1970: Telefunken Teldec VideoDisc Player Prototype

The Teldec or TED VideoDisc system was the first postwar consumer disc system to be given a public demonstration in Berlin, Germany in June 1970. The system had been under development for seven years by the German firms AEG Telefunken and Teldec (Teldec was a joint subsidiary of Telefunken and English Decca). Like the other prototype VideoDisc systems that followed, the player was similar in appearance to an audio turntable. The existence of the Teldec system legitimized RCA's VideoDisc research group (at the expense of Holotape), and at the same time energized disc research at RCA, as there was now a competitor.

The Teldec system used paper-thin PVC discs suspended in air only by the central hub.
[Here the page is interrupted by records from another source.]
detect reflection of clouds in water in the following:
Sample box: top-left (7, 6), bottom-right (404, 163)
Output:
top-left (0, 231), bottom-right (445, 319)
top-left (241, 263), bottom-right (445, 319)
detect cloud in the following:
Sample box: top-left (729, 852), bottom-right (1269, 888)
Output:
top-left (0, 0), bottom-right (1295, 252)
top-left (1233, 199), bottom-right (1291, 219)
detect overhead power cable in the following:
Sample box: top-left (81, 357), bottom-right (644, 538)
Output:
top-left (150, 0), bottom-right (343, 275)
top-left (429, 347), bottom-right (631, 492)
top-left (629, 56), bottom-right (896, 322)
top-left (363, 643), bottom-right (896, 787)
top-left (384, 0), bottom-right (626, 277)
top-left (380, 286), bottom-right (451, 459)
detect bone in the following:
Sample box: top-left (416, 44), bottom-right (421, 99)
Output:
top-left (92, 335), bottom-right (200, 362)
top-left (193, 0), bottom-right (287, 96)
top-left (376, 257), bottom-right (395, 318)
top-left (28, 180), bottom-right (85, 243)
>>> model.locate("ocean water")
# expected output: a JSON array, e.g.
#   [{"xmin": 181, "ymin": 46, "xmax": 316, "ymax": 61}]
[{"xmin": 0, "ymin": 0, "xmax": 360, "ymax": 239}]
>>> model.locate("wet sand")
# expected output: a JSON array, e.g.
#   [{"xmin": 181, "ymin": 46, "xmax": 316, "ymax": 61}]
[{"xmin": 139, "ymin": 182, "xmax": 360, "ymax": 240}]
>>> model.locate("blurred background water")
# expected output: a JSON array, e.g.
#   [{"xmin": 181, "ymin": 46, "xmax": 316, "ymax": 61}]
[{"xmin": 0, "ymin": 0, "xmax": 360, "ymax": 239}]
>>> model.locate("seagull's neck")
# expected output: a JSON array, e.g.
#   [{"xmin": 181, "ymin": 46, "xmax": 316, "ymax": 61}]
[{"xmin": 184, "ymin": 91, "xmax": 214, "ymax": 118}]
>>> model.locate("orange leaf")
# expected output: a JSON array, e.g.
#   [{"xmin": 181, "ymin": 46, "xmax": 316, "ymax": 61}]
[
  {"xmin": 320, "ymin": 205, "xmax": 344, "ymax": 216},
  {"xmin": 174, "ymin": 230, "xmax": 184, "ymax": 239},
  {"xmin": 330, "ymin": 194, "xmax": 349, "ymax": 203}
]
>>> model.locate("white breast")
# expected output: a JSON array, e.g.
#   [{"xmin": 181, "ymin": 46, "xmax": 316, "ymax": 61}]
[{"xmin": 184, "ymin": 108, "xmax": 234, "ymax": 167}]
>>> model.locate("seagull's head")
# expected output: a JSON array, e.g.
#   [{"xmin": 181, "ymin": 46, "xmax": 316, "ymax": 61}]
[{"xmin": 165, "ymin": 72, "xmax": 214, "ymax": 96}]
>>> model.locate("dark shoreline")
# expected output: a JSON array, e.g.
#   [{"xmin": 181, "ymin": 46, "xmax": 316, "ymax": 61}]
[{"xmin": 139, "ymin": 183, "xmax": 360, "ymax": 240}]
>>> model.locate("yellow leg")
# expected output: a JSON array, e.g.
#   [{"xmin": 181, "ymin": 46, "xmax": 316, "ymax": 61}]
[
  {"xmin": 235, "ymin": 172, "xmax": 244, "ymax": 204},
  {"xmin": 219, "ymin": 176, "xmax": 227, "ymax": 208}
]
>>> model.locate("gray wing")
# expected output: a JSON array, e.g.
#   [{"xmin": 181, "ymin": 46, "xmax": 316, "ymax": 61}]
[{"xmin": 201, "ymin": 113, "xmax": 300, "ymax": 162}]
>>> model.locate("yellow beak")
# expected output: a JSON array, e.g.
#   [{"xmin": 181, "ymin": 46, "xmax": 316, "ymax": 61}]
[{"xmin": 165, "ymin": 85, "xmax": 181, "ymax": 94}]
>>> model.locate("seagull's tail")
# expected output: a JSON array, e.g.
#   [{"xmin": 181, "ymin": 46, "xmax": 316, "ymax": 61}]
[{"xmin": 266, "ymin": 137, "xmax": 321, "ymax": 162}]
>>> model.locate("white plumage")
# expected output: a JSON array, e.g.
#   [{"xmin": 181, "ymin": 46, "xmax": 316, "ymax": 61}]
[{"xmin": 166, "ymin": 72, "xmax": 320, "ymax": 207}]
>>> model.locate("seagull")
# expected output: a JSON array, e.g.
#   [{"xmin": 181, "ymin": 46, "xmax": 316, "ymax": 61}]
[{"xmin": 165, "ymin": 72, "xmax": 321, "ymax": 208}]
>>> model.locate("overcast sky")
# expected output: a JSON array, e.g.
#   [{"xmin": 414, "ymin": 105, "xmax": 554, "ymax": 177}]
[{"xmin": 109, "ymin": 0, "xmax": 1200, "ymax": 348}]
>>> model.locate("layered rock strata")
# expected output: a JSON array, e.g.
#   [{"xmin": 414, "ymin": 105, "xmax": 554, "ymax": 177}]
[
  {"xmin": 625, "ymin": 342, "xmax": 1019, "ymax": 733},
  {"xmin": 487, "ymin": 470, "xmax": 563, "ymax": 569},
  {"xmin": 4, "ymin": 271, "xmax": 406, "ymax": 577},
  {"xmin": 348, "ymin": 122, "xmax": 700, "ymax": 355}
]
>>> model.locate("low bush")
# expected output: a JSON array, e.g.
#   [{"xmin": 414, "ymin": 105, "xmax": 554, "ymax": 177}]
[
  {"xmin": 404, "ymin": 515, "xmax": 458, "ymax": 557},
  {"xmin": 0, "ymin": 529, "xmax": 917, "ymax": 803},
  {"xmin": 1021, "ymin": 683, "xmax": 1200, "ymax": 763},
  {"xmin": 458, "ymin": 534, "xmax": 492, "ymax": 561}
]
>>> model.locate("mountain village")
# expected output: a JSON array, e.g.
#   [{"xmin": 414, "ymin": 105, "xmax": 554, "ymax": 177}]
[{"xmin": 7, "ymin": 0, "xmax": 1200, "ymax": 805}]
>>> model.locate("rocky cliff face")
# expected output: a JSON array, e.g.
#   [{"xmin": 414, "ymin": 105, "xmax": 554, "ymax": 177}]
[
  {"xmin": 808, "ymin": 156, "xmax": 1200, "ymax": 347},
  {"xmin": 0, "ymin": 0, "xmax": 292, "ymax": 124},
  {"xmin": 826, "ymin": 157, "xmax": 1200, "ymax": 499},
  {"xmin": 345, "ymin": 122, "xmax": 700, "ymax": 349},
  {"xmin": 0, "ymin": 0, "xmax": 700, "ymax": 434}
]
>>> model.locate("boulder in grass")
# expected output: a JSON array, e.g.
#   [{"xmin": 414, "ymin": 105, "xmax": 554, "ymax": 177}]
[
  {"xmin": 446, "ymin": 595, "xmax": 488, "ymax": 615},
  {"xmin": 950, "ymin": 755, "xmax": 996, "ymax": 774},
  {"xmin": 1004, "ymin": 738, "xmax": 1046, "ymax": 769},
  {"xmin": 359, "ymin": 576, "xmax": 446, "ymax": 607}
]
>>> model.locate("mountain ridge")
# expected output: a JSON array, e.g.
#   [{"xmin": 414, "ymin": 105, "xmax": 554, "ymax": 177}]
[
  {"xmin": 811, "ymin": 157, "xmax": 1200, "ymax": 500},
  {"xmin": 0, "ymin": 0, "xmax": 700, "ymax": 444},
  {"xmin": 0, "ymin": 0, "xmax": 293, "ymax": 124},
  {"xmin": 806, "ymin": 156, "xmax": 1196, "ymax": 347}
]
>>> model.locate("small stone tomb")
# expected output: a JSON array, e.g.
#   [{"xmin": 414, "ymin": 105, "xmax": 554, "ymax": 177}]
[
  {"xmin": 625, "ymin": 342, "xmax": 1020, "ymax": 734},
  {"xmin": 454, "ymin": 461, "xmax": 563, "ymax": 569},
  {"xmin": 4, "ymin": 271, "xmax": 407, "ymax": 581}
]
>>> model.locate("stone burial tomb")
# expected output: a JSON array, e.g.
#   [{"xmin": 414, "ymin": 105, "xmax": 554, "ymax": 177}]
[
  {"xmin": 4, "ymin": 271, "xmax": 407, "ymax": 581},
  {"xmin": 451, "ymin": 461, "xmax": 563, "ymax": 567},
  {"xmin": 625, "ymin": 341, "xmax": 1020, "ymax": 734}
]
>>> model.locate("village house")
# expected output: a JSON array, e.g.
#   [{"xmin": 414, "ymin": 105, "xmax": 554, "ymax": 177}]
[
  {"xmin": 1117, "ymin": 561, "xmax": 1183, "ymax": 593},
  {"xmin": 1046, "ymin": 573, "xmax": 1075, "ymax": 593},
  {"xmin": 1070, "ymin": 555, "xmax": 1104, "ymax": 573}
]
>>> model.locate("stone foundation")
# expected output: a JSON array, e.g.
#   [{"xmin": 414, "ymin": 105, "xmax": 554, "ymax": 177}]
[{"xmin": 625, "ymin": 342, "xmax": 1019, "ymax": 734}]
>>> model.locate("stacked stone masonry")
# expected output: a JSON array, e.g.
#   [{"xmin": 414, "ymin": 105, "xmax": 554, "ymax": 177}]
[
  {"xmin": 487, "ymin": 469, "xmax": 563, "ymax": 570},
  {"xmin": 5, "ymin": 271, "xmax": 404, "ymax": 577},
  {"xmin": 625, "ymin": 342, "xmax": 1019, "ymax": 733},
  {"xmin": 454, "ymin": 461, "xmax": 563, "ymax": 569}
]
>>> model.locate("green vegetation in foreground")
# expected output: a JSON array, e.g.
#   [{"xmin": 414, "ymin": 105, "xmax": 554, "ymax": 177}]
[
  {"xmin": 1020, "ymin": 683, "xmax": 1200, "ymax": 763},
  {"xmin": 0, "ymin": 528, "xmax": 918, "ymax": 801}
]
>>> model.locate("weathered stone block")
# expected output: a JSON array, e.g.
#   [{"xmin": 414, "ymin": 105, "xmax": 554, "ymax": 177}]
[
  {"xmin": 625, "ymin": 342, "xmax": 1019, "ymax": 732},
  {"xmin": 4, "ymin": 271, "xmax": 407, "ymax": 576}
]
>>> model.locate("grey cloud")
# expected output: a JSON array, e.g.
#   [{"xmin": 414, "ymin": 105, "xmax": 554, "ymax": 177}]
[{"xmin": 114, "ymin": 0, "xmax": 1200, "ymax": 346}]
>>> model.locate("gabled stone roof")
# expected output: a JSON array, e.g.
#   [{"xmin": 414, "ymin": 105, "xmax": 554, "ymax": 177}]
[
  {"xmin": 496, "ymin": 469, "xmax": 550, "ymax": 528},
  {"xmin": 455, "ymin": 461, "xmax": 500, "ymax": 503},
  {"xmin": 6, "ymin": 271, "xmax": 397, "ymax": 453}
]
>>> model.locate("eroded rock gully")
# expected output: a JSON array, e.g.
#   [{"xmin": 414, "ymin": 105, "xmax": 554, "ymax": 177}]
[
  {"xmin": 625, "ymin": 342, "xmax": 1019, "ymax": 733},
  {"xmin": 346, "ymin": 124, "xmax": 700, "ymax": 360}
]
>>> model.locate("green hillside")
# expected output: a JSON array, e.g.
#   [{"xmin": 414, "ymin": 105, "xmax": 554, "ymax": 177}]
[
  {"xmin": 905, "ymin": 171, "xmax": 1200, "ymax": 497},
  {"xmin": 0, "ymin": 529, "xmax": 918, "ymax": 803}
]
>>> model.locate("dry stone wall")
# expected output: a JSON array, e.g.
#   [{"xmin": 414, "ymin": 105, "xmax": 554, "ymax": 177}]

These thin grooved discs became rigid when rotating at the 1500 RPM playback speed. The 1970 prototype demonstration provided 5 minutes of B&W video from an 8" disc, and changers that could play a stack of discs were being developed. The pickup arm tracked the disc linearly (same as CED), with each groove corresponding to one television frame, making effective freeze frame possible. The diamond-tipped stylus used the piezoelectric effect, wherein a crystal produces voltage proportional to the mechanical stress applied. The crystal, located directly above the diamond stylus, received this variable stress from the hill-and-dale grooves of the disc. The Teldec system went on the market in 1975, thus also becoming the first postwar consumer VideoDisc system to be marketed.